Het is wel een vergeten record, want op 29 juni 1987 schreef De Telegraaf over de hockeyinterland Nederland – Australië voor de BMW Champions Trophey. ‘Nog nimmer in de geschiedenis waren er zoveel mensen (10.000) bij een hockey-wedstrijd in ons land,’ aldus verslaggever Hans Woudstra. Maar dat klopt dus niet.
Dat is niet alleen statistisch interessant, want deze finale van 1928 is de doorbraak van hockey in Nederland. Voor aanvang van deze Olympische Spelen was het een kleine bezigheid op de Nederlandse velden, die weinig bekijks trok. Niemand hield vooraf rekening met een uitpuilend Olympisch Stadion tijdens de hockeyfinale, omdat ook niemand er rekening mee hield dat Nederland daaraan mee zou doen.
Sensatie
De eerste wedstrijd van Nederland op dit toernooi bijvoorbeeld, op 17 mei tegen Frankrijk, had nog maar 4.000 toeschouwers getrokken. In vergelijking met de finale negen dagen later een gering aantal, maar voor het toenmalige Nederlandse hockey al een regelrechte sensatie.

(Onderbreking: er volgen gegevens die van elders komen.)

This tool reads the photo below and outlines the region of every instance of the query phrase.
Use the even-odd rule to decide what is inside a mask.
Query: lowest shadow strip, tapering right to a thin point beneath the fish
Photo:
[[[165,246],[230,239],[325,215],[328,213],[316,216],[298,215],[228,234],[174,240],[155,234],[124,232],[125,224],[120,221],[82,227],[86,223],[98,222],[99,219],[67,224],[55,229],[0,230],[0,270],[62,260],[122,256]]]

De organisatoren waren in die tijd gewend aan misschien vijftig toeschouwers per wedstrijd, waarvan veertig familieleden uit beleefdheid, en dan waren ze al heel tevreden.

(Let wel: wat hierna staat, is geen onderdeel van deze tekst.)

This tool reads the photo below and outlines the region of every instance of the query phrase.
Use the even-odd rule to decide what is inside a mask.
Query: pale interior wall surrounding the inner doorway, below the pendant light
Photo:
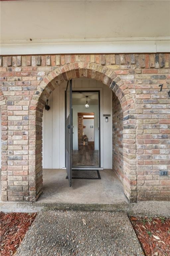
[[[78,150],[78,112],[94,112],[94,136],[95,136],[95,150],[99,150],[99,110],[98,105],[91,105],[88,109],[86,109],[82,105],[73,105],[73,150]]]

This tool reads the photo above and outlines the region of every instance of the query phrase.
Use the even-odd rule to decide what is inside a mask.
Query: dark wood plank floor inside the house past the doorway
[[[79,150],[73,150],[72,165],[98,166],[99,150],[94,150],[94,145],[78,146]]]

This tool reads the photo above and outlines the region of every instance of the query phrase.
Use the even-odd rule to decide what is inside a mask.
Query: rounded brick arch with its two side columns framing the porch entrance
[[[30,201],[35,201],[42,193],[42,112],[51,92],[64,81],[87,77],[109,86],[118,97],[123,110],[124,191],[130,201],[135,202],[136,192],[136,152],[129,145],[135,144],[135,105],[130,91],[114,71],[90,62],[66,64],[44,76],[34,93],[29,111],[29,193]],[[131,136],[130,136],[131,135]]]

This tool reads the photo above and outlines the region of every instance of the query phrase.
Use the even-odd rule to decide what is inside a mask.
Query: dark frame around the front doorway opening
[[[72,93],[82,93],[82,92],[97,92],[98,93],[98,109],[99,109],[99,165],[98,166],[72,166],[73,168],[100,168],[101,167],[101,142],[100,142],[100,136],[101,136],[101,132],[100,132],[100,90],[74,90],[74,88],[72,88]],[[66,98],[65,98],[66,100]]]

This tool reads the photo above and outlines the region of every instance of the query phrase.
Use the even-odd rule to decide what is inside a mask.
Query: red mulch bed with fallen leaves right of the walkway
[[[146,256],[170,256],[170,219],[130,217]]]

Die doorbraak van 1928 had een simpele reden: voor de eerste keer deed Nederland mee aan een internationaal hockeytoernooi. In 1920 had de Nederlandse Hockeybond deelname aan de Spelen in Antwerpen afgewezen, omdat de spelregels in ons land anders waren dan in de rest van de wereld. Nederlandse hockeyers speelden niet met de witte bal, maar met een zachte, oranje bal. Verder was er geen slagcirkel en waren Nederlandse hockeyteams samengesteld uit mannen én vrouwen – net als in het korfbal. De hockeystick tenslotte had twee platte kanten. De Nieuwe Rotterdamsche Courant omschreef deze situatie treffend op 8 november 1913: ‘Men speelt hier een soort hockey van eigen maaksel.’
Het Olympisch Stadion tijdens de hockeyfinale. Uit de collectie van NOC*NSF via Europeana
Afgang
De Nederlanders konden daarom nooit een internationale wedstrijd spelen, omdat niemand anders die regels snapte. Het spelniveau was dramatisch wegens gebrek aan hoogwaardige wedstrijden tegen buitenlandse teams. Omdat de Spelen van 1928 in Amsterdam waren, werd eindelijk de overstap naar de internationale regels gemaakt. Anders had Nederland niet eens mee kunnen doen aan het toernooi in eigen land en die afgang wilden de hockeyers toch liever voorkomen.
Dat hockey daarna in slechts negen dagen door zou breken als populaire sport in Nederland had niemand verwacht, maar het was mooi meegenomen. ‘Nooit te voren heeft een Nederlandsch hockey-team zulk schitterend spel gedemonstreerd,’ schreef Het Vaderland daarom in een terugblik op het succesvolle sportjaar 1928. ‘Zeer velen beschouwen nu nog de slot-apotheose der hockeyers in het Olympisch stadion als hét glanspunt der Olympische Spelen te Amsterdam.’
Veertig jaar later
In 1968 keek Rein de Waal als aanvoerder van het Nederlands hockeyteam terug op de finale van 1928. “De 3 – 0 waarmee Brits-Indië, de ploeg waarin Indische wervelwindcn gecombineerd waren met stugge laconieke reuzenverdedigers van Engelse afkomst, won nog alleszins redelijk. De Indiërs waren hier enige weken van tevoren aangekomen en speelden tegen ons verschillende oefenpartijtjes. Ik herinner mij die eerste: we werden met 16 – 2 ingemaakt. Het stond binnen tien minuten 8 – 0. Maar we hebben er nooit spijt van gehad.”